Es un tópico socorrido reclamar políticas de Estado y es de buen gusto mencionar, en ese contexto, a la Moncloa. Ahora bien, una política de Estado obliga al esfuerzo de poner entre paréntesis (o moderar, como poco) la competencia partidaria. Y deponer faccionalismos, de modo acotado (de lo contrario se abolirían la democracia y el pluralismo), ante cuestiones de extrema gravedad. El crimen político debería ser uno de ellos, lo ha sido en otras latitudes (en España, ya que estamos) o en otros momentos de la política nacional. Acá y ahora, cada cual atendió su mezquino juego, que seguramente terminará dando suma negativa para el conjunto.
Sobisch huye, fiel a sí mismo, al frente de ese pelotón.
Los secretarios generales de la CGT, Hugo Moyano, y de la CTA, Hugo Yasky, fueron más atinados y más pertinentes. Sus cuitas intestinas vienen de largo pero la representatividad que ejercen los compelía a superarlas, en mérito de la cruel contingencia. Estuvieron a la altura del momento con firmeza que no excluyó un mensaje al Gobierno por su política económico-social pero que colocó en el cenit lo más importante.
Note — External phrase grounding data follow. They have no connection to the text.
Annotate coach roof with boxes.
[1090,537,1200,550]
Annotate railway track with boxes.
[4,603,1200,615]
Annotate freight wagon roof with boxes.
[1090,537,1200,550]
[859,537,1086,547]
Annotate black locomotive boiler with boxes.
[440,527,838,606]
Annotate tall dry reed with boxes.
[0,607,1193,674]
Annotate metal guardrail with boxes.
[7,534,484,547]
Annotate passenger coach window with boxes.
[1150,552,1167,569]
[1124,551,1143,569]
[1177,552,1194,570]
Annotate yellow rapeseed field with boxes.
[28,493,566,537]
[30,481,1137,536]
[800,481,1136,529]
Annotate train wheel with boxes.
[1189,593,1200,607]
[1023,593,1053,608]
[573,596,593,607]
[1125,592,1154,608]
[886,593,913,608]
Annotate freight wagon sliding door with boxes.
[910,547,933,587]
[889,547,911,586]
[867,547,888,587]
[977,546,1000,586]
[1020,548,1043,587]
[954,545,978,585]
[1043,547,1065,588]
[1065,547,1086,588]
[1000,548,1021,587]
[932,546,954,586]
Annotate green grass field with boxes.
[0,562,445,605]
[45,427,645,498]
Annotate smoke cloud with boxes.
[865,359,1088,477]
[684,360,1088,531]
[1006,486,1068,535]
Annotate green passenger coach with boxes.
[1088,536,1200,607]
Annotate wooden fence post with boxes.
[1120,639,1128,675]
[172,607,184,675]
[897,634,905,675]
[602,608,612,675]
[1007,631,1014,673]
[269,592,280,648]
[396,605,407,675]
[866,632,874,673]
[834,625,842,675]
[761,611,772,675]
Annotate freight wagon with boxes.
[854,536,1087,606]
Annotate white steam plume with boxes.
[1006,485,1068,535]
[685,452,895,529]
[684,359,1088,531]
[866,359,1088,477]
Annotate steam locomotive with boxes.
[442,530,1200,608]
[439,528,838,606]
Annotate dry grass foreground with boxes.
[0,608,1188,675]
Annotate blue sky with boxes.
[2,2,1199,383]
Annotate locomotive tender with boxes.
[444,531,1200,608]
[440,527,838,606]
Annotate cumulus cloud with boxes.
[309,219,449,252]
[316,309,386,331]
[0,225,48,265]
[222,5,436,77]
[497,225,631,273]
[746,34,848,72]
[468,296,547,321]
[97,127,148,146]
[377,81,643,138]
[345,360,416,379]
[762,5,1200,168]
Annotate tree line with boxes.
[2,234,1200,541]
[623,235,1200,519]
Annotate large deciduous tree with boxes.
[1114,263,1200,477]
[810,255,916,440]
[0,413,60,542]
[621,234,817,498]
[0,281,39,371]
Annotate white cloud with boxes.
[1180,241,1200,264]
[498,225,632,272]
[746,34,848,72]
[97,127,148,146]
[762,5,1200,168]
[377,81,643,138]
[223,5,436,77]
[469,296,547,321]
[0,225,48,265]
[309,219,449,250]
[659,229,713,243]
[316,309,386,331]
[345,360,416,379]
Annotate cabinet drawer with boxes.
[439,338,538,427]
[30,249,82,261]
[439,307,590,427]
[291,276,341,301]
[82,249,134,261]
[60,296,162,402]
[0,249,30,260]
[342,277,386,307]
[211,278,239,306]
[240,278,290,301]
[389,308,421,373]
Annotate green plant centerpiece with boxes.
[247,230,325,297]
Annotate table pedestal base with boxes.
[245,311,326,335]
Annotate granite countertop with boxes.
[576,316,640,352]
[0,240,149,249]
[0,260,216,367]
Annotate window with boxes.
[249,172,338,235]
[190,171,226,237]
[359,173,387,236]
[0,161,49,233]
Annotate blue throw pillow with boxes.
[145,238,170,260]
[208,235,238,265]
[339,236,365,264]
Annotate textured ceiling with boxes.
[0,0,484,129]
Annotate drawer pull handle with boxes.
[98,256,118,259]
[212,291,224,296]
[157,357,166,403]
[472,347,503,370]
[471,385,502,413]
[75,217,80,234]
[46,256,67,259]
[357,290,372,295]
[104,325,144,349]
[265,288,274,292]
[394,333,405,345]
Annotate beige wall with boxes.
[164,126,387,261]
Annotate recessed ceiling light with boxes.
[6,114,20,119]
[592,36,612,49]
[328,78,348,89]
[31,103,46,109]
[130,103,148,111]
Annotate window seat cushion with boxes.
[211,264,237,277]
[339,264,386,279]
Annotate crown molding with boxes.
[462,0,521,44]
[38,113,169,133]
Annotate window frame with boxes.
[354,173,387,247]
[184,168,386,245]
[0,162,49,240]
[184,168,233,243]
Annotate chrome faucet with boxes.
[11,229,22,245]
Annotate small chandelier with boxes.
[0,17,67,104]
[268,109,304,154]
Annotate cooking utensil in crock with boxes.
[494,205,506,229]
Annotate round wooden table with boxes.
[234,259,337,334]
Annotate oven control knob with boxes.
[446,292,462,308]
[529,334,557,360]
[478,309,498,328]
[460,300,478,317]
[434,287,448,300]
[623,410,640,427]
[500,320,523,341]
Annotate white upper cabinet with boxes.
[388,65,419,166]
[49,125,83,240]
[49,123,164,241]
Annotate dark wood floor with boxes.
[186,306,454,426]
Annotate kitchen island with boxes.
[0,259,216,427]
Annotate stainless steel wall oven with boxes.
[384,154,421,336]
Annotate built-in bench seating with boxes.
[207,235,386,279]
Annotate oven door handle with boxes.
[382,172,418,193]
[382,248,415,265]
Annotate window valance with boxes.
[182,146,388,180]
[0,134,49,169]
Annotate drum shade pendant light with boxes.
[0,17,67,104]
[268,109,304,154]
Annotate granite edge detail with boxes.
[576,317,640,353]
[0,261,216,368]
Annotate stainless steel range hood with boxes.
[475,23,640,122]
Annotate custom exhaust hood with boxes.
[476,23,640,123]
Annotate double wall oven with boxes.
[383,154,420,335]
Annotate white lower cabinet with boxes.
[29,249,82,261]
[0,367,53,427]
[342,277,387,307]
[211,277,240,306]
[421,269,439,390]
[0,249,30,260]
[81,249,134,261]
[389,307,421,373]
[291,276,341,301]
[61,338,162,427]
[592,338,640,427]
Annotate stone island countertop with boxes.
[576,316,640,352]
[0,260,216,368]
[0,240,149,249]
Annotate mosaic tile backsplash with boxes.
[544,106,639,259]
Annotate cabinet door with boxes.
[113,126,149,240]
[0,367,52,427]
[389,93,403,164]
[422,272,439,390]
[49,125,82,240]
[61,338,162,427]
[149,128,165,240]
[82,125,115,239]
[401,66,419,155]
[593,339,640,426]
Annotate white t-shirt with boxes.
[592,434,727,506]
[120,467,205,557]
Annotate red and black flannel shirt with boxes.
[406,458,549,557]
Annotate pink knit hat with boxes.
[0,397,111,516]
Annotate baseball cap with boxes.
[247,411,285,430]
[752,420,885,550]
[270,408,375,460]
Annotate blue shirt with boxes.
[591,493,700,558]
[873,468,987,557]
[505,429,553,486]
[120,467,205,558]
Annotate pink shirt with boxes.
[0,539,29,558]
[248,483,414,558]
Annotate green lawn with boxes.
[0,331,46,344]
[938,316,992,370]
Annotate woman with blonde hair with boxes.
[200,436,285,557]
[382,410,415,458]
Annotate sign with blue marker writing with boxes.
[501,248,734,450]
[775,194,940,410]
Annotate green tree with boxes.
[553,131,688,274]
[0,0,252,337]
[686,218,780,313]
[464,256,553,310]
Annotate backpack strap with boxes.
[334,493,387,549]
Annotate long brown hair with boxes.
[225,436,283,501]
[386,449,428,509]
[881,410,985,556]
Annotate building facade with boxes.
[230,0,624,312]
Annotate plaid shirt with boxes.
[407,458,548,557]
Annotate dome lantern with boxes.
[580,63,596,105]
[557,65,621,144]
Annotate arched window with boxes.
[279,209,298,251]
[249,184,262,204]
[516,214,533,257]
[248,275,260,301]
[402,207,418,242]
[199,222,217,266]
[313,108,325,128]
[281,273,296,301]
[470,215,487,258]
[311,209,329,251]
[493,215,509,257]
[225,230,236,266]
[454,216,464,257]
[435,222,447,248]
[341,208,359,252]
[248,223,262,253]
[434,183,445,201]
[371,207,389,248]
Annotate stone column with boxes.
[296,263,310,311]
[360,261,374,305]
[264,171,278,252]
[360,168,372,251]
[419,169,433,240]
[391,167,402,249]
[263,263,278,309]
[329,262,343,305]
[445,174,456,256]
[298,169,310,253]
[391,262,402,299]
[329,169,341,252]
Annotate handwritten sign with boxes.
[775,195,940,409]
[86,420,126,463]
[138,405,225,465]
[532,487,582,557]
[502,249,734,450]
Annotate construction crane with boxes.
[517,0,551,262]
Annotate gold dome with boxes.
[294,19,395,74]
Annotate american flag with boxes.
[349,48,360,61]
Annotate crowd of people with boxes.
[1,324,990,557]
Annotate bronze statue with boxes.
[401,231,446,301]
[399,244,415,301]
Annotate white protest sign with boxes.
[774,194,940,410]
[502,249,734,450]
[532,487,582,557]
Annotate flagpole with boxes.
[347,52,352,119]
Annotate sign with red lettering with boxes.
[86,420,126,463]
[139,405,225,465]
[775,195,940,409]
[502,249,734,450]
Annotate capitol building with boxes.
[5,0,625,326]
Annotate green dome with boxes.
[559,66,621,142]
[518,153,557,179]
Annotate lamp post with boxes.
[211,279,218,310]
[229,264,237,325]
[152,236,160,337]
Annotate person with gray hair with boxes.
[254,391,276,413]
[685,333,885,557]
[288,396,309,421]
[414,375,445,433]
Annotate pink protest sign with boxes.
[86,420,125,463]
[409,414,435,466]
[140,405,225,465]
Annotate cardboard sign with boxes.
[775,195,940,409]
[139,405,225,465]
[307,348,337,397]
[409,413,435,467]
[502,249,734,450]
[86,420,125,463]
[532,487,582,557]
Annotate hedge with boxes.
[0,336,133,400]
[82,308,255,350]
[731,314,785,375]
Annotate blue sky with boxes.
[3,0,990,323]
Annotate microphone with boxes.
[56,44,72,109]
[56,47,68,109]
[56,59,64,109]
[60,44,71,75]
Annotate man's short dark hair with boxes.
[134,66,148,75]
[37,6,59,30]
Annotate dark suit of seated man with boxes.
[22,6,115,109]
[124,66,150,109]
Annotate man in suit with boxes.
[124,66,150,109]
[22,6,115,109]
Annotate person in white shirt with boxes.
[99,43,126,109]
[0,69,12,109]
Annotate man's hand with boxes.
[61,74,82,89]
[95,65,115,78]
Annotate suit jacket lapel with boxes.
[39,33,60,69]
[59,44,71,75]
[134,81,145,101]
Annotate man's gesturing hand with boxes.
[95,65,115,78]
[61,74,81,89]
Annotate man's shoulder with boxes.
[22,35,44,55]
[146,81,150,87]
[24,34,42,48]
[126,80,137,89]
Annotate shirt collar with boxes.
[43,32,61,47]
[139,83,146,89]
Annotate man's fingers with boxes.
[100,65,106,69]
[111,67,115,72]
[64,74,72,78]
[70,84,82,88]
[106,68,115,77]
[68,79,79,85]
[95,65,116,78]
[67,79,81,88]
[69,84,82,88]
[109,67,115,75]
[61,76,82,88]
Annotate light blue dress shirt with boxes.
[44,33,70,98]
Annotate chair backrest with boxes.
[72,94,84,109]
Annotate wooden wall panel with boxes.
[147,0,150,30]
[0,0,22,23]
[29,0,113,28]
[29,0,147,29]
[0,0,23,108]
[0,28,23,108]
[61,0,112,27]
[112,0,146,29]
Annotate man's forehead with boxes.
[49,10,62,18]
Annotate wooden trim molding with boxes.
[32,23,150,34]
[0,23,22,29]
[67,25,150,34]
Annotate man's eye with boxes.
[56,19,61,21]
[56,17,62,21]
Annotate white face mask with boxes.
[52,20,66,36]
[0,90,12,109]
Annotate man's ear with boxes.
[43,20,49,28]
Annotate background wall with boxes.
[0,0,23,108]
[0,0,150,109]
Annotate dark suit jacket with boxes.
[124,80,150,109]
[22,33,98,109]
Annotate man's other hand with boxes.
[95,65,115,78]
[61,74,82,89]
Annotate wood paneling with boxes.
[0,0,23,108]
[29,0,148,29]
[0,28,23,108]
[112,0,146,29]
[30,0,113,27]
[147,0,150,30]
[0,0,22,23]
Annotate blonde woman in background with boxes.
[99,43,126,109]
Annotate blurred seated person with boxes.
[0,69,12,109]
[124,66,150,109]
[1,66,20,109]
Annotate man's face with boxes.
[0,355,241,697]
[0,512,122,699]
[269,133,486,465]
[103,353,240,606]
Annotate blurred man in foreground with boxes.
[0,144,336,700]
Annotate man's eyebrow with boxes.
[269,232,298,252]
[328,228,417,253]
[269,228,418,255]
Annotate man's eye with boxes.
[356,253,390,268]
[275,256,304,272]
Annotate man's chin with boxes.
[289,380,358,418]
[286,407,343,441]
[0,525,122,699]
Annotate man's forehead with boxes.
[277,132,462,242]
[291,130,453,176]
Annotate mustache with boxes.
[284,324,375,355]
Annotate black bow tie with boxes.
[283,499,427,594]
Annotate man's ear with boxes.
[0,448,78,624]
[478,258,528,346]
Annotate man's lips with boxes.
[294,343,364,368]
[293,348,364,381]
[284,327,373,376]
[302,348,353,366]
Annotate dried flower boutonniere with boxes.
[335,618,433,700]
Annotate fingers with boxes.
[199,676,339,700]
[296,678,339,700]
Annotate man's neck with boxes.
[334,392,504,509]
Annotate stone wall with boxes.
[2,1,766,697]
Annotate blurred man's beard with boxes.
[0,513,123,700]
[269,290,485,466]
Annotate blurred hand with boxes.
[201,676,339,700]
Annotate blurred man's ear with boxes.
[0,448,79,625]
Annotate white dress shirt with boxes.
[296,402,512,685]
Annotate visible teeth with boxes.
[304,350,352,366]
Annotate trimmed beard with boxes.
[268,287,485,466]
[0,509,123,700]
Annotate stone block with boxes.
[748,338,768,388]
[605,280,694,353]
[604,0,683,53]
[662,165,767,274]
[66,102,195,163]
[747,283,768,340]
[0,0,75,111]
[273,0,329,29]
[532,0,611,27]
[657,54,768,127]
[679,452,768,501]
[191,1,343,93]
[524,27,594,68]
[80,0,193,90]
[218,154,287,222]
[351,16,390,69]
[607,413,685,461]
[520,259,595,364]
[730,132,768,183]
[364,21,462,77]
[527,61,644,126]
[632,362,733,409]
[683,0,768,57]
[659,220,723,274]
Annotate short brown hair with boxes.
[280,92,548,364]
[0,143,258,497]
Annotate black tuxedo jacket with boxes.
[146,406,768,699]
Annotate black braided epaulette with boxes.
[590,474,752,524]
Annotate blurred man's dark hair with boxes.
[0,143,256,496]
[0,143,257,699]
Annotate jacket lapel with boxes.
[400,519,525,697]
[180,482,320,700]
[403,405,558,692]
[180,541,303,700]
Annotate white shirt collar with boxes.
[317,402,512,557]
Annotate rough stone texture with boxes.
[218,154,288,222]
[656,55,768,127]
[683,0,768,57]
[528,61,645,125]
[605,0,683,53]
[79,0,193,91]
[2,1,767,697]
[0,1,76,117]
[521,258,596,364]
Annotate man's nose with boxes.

No les faltó sutileza, expresada en la visita del camionero al local de Suteba, el sindicato de Yasky.
Hicieron lo que debían hacer y, con ese mínimo lauro, se distanciaron muy por delante de la mediocridad general.
Sobisch, a su manera generoso, les ha dado otra oportunidad a quienes, desde la política o los medios, menoscabaron la gravedad de un crimen político. Habrá que ver si su flagrante salvajismo recibe las respuestas que merece o si, otra vez, prima la pobreza ambiente.